Recently I blogged about Lady Caroline Blanche Lindsay, ‘the epitome of the cultured and fashionable aesthetic woman’ in the nineteenth century, and the writer of a collection of poems on Venice: From a Venetian Balcony: And Other Poems. Today I’m sharing with you one of my favourites. Venice has always seemed to me a magical place, and this poem really encapsulates the ethereal beauty and romantic air of the city, which I so enjoyed describing in The Echoes of Love.
Venetian Spell
O spell of dawn!
From opal skies a roseate mist floats out,
And slowly wraps the towers and domes about.
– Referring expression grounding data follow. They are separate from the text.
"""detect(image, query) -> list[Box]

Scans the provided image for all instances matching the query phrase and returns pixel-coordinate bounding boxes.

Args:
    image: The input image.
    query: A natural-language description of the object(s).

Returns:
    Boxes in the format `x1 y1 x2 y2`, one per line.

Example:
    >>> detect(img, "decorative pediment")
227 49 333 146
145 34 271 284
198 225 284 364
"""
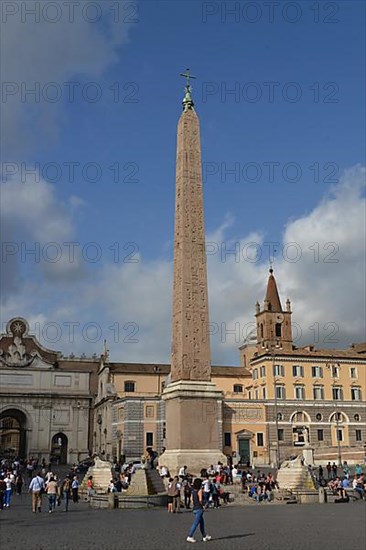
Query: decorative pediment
235 429 254 439
0 318 58 369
All Venice sleeps — nay, yonder a black barge
Slides to the open from the dusky marge.
O spell of silence!
Peace of mind and soul — the plash of oars,
Perchance a distant bell from island shores;
Upon the glassy stillness of the mere
No other sound to vex a fretful ear.
O spell of age!
Historic scenes and names and memories
Are bulwarks of the city in the seas;
Each palace is a book, a scroll each wall —
The sculptured poems hold our hearts in thrall.
O spell of night!
First wanness, then the blue, then sudden dark;
Quiv’ring reflection from each tiny spark;
The water makes a mirror for the moon,
The heavens become a star-beflecked lagoon.
O spell of beauty!
Like the goddess of grey legend-lore,
Cypris or Hulda, sung in runes of yore,
She — Venice — binds men with a magic chain —
Her slaves, that gave an hour, through life remain.